John Lewis “Troy’s Boy” comes home. The body of the Congressman escorted for the celebration of life at the University of Troy on Saturday July 25, 2020.

‘The boy of Troy’

The day was steeped in the symbolism of Lewis’s life.

The University of Troy helped spark Lewis’ civil rights activism. In 1958, the teenager Lewis applied himself to what was then the all-white State of Troy, joining African-American students across the country who were organizing to force the issue of the “Brown vs Board of Education”.

Lewis never heard back, but the silence of the school prompted him to reach out to an inspiring preacher he had heard on the radio: Dr. Martin Luther King Jr. nicknamed “Troy’s Boy” . It was a name Lewis wore for the rest of his life and the theme of the Saturday memorial.

A second service was later held at Brown Chapel AME Church in Selma.

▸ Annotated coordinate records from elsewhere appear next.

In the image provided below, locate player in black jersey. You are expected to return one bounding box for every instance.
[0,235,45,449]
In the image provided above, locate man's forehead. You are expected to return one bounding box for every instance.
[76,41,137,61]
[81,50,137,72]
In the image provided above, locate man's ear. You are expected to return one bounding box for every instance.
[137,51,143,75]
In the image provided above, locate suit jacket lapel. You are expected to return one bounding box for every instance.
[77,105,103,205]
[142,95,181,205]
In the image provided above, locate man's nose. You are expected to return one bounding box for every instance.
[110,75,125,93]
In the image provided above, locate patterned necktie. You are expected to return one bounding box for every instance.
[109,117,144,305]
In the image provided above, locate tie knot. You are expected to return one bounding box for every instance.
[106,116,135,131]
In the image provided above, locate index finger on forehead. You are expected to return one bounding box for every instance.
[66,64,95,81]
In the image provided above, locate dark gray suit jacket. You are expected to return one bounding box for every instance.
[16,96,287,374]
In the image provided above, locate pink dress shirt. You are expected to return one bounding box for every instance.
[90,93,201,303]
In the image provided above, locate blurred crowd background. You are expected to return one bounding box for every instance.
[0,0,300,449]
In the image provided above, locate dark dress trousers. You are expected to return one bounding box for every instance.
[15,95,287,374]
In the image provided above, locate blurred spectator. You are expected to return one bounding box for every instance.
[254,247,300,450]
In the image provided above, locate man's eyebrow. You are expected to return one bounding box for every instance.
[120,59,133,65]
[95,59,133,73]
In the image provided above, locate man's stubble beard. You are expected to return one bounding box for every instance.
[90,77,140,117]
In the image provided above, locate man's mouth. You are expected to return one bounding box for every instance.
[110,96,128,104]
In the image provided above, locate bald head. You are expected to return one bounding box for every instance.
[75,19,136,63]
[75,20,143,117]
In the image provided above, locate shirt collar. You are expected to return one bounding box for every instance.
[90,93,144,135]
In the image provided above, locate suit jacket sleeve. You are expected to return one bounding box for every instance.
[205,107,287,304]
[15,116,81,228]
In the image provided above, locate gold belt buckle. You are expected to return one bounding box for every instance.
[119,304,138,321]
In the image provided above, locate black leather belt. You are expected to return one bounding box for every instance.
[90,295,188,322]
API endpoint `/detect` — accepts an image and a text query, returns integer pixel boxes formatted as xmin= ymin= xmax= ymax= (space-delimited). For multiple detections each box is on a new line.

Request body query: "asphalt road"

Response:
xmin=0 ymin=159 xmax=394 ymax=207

The church was where about 600 civil rights protesters, including a 25-year-old Lewis, gathered on March 7, 1965 for a planned march to Montgomery.

ExplorerRead our recap: Our live Saturday updates from Selma and Troy

The violent response from Alabama state soldiers about six blocks away at the Edmund Pettus Bridge galvanized the nation and paved the way for Congress to pass the Voting Rights Act. months later.

On Sunday morning, Lewis will cross the bridge one last time, accompanied by a military honor guard. Many of those escorting the congressman’s coffin, according to the mayor of Troy, will be Alabama state soldiers.

Editors Tia Mitchell and Ernie Suggs contributed to this article.

Sunday events

The theme is “The Last Crossing”. At the end of the morning, a military honor guard will accompany Lewis across the Edmund Pettus Bridge from Selma for the last time. The procession will depart from Brown Chapel at 11 a.m. EDT.

At 3 p.m., he will arrive at the Alabama State Capitol in Montgomery. Lewis will remain in state there until 8 p.m.